Monolithic additive manufacturing of fluid-structure coupled architected cellular mechanical system for rate-adaptive enhanced energy dissipation

Abstract

Passive damping systems that combine high dissipation capacity with rate-adaptive response and structural reusability remain challenging to realize using conventional single architected materials, which are typically governed by purely structural damping mechanisms, while conventional fluid dampers require complex assembly. Here, a novel viscous fluid-encapsulating cellular mechanical system (CMS) is realized as a complete damping device, in which energy dissipation is enhanced through orifice-governed viscous dissipation, activated by the coupling of compliant cellular deformation rather than material damage, while generating velocity-dependent hydraulic resistance.The architected CMS was fabricated as a single monolithic unit via single-step additive manufacturing without post-processing.

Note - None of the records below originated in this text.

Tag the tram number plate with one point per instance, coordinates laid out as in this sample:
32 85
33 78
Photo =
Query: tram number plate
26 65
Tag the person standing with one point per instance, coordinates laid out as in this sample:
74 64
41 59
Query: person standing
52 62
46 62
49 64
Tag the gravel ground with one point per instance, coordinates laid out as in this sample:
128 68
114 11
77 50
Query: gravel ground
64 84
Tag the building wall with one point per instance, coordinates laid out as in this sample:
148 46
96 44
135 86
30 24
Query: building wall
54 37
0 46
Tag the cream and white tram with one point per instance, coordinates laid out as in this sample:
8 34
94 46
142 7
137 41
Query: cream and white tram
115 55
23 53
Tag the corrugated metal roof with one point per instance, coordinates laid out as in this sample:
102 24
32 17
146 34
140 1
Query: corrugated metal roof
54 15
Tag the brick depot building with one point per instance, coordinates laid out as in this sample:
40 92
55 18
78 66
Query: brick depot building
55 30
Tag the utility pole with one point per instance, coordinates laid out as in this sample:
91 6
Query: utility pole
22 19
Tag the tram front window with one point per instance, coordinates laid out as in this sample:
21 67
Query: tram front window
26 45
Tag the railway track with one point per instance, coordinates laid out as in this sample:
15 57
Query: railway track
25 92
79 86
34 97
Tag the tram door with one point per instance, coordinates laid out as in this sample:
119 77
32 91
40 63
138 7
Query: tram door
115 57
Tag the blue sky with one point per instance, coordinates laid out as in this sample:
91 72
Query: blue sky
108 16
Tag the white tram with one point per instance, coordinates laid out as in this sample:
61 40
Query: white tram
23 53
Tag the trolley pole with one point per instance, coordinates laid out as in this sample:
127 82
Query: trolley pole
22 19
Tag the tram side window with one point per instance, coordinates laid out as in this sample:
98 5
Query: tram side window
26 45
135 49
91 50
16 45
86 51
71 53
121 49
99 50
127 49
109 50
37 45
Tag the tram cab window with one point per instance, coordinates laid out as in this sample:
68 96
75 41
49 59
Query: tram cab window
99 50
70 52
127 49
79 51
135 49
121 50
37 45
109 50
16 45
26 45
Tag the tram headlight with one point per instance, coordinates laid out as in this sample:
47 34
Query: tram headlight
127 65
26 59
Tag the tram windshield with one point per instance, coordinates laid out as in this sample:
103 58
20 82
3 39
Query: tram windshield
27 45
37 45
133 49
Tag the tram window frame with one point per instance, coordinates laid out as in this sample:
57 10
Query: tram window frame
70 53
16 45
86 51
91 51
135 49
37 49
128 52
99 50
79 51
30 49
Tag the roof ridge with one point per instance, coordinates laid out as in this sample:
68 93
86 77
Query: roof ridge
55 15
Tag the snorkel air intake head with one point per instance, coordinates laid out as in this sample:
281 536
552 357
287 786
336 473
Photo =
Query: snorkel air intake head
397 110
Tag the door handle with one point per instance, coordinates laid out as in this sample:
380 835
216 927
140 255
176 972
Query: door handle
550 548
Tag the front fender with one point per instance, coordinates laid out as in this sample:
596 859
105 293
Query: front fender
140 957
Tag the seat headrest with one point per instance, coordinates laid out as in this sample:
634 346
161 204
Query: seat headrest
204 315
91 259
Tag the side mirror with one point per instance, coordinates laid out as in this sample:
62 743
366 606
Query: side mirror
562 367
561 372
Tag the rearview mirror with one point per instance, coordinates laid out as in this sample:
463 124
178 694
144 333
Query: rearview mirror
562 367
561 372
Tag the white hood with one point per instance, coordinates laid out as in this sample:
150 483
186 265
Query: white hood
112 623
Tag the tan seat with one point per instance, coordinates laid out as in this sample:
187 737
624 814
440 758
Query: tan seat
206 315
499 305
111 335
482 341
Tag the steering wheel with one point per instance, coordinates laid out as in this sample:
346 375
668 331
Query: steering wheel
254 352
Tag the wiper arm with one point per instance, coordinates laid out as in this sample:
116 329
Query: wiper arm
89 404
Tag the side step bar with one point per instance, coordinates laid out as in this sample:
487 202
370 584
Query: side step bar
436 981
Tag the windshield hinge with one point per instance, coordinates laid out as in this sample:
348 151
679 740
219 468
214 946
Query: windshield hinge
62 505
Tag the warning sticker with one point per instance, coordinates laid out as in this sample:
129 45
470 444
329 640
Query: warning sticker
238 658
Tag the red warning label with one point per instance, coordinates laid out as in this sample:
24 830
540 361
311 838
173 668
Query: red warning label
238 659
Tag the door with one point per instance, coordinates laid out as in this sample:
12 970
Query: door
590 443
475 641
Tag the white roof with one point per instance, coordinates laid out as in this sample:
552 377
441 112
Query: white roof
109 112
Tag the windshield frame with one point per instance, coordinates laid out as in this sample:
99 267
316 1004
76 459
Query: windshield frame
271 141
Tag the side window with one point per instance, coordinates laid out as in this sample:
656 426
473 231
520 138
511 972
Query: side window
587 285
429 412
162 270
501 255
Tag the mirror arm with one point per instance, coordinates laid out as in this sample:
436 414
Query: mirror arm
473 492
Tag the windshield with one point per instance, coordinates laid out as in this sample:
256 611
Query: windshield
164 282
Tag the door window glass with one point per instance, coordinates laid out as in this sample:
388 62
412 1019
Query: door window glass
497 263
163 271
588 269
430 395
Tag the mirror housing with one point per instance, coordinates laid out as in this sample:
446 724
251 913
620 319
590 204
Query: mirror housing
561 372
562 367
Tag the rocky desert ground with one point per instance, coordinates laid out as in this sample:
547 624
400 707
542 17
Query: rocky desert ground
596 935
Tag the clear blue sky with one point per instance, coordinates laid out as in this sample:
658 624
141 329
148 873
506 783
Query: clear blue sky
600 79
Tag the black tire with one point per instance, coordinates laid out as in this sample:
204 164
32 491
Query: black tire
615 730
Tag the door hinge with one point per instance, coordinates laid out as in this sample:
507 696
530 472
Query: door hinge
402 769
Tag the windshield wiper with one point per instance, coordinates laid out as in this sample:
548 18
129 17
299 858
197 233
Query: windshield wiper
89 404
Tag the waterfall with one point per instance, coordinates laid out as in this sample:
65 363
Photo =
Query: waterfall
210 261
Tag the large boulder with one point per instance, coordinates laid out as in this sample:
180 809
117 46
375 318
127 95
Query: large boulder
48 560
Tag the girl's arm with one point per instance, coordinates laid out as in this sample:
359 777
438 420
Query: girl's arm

The fluid-filled CMS was systematically investigated for quasi-static and dynamic testing, delivering substantially enhanced ED for filled CMS, 183.7% more at 1000 mm/min than empty, while both configurations exhibited near-identical values at quasi-static rates (328 vs 379 mJ at 10mm/min), confirming negligible hydraulic contribution below the threshold speed. Similarly, an exceptional improvement of 194% in loss factor was observed, while SED increased from 0.17 to 0.39 at maximum speed. Under dynamic loading conditions, the filled CMS exhibited pronounced optimal operating frequency-dependent behavior, with ED 162.8% higher than the empty one at 1Hz and moderating to 138.7% at 2.5 Hz. The design strategy opens a new avenue for additively manufactured lightweight adaptive cellular hydraulic damping devices, enabling proportional scaling with lattice size, for a diverse range of energy dissipation applications.